Wednesday, May 2, 2018

The Italian Job

You would think that hiking up Mt. Vesuvius would be the great story I had to tell from yesterday. In actuality it was the drive down off the volcano that gets all the credit. One, there were so many people making the trek to the top it didn't really feel adventurous. Although it was super cool. The trip down off the mountain is the story that needs telling and I'm happy to say I'm still here to tell it.
The bus driver now, he was a character. He came rolling up the hill, hand on horn and threw open the doors  while chanting a chorus of (with thick Italian accent) Pompei, Pompei, Pompei! Pronounced: Palm-Pay-UHH! Palm-Pay-UHH! Palm-Pay-UHH!!!  Those of us who were waiting scurried over, jumped on the bus, and took our obligatory places. We didn't get the last ass in the seat before he closed the door and began this three point turn in this tiny space with tourists milling about paying no attention to the fact they were about to come face to face with the Dirty Harry of bus drivers.

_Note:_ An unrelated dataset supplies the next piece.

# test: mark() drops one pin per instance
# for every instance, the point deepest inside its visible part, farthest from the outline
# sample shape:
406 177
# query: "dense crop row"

He backed up, pulled forward, and seemingly sideways all the while yelling, Oh! Hey! Oh! Aay!! And making what I gather was the sound a person makes when squished by a bus filled with tourists.This had the back of the bus giggling with laughter, for now. After some expert manuvering, we left them all behind in a cloud of ash, most of them pressed against a wooden railing with a look of terror on their faces. Here's where it gets good. This guy didn't give two shits about anything. Literally, we took out some guys side mirror and missed other cars and buses by mere inches as the bus tossed us to and fro, side to side. At
one point there was an audible gasp from the entire bus as we damn near came up on two wheels around one of the 100 or so bends in the road which switchbacked down the mountain side. The giggling disappeared to be replaced with strong grips on the seat in front of us and a few Hail Marys and Our Fathers. We did finally make it down into the city where he
stopped on occasion to talk to other old Italian guys. There was a lot of hand waving and Ohs and ayhs! It looked as if they were all angry with one another, but he always pulled away smiling, so I'm guessing its just a thing in Italy. Genghis Khan finally dropped us at the station near the square wherein we all filed of the bus thankful to be alive and, whether you were religious or not, crossing ourselves as we passed in front of a cathedral that I'm sure God put there intentionally to gather any lost sheep that made it off bus in one piece...and scene.

3 comments:

  1. Crazy experiences make great stories. Thanks for sharing, Kristine. Safe travels!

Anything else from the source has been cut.